I remember there was a gentleman who was in touch with Keith Davis, the head of the Find-a-Drug project, at the time of the project closure. He is one of the people responsible for running Chmoogle now called eMolecules search engine.

http://www.emolecules.com/
http://usefulchem.blogspot.com/2005/11/chmoogle.html

Jean-Claude Bradley
http://www.blogger.com/profile/6833158

He might be able to contribute to the Docking@Home database.

Hey Thom217,

Thank you very much for these links! I just checked all of them out, and they will be very useful to me. I just gave the eMolecules search engine a "test drive" and I was very impressed. As someone who thinks about chemistry all day long every day, I thought that I would give it a fairly random and very targeted structural search about a family of compounds called pyrethroids, which I have been thinking a lot about in the last few days. This family of compounds are derivatives of permethrin which is a natural insecticide from the chrysanthemum flower. This group of synthetic insecticides is commonly used in agriculture and in our homes every day (an example is Allethrin in RAID spray). Pyrethroids have been considered to be safe for decades and are now for the first time being being studied as possible enviromental toxins in the state of California. My search resulted in many derivatives of a specific pyrethroid that I did not even know existed, very impressive. For being freely availible to the public this is a very impressive tool. If any of you are interested in these new enviromental impact studies, Here is an npr story about these compounds:

http://www.npr.org/templates/story/story.php?storyId=6160974

I can't belive that I have never heard of eMolecules before. I am a recent newcommer to the boinc community and I have been very impressed and amazed as to how much I can learn from all of you out there on the forums. As I continue to extend and develop the database of compounds for the Docking@Home project, I will contact Jean-Claude Bradley and Caroline, and see if either of them can help or give me some good suggestions. Developing such a database is quite a lot of work, even if you have all of the pdb files, and you assume that the chemistry in all of the structures is correct. This is mainly because small molecule potential functions are difficult to develop and implement (lots of errors) because there are so many different types of novel chemical connectivities and geometries possible. This type of work is what I spend a lot of my time on, so anything that saves me time is very appreciated. Thank you very much.
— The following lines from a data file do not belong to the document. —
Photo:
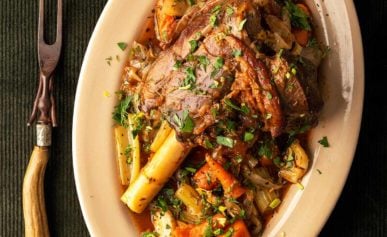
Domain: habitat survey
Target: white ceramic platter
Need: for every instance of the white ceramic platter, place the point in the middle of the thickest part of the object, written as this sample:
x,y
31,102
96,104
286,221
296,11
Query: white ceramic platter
x,y
303,212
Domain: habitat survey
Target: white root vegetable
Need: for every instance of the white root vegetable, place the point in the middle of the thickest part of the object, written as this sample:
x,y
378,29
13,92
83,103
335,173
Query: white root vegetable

In my opinion the biggest weakness in BOINC was the decision to force the same degree of redundancy on every WU of a type. This is a reflection of the fact that on SETI at the time BOINC was first designed they had more computing power than they needed. Subsequent projects (including SETI when they get access to more input data) suffer from the fact that there is no degree of redundancy possible between 1 and 2.

Actually, all the BOINC wu-parameters is set per wu, this includes min_quorum and target_nresults, but the most common is for the project-specific wu-generator to use a config-file there the BOINC-wu-parameters is constant.

Example, in the Seti_Enhanced wu-generator (splitter), the angle-range of a wu decides fpops_est, fpops_bound and delay_bound (deadline).
It will be no problem to extend this functionality by adding a couple lines looking something like this:
if AR < 0.4 => min_quorum = 3, target_nresults = 4
if 0.4 <= AR < 0.5 => min_quorum = 2, target_nresults = 3
if 0.5 <= AR < 1.1 => min_quorum = 3, target_nresults = 3
if 1.1 <= AR => min_quorum = 2, target_nresults = 2

Well, guess you've got my meaning, so I'll not go any more off-topic in this thread. :)

I think you missed my meaning. Your example indicates that all WU of a type (ie with the same paramters) will have the same redundancy.

Non-BOINC projects may decide the redundancy after the scheduler knows who is going to get the work, so that for example there can be hosts that are more-trusted and less-trusted.

Also it can be decided after the event to increase the redundancy retrospectively if one of the hosts (or the only host) is then discovered to have been cheating elsewhere. Also these ways of doing things allow for random testing (with a patteren known before, or only after, the initial crunching).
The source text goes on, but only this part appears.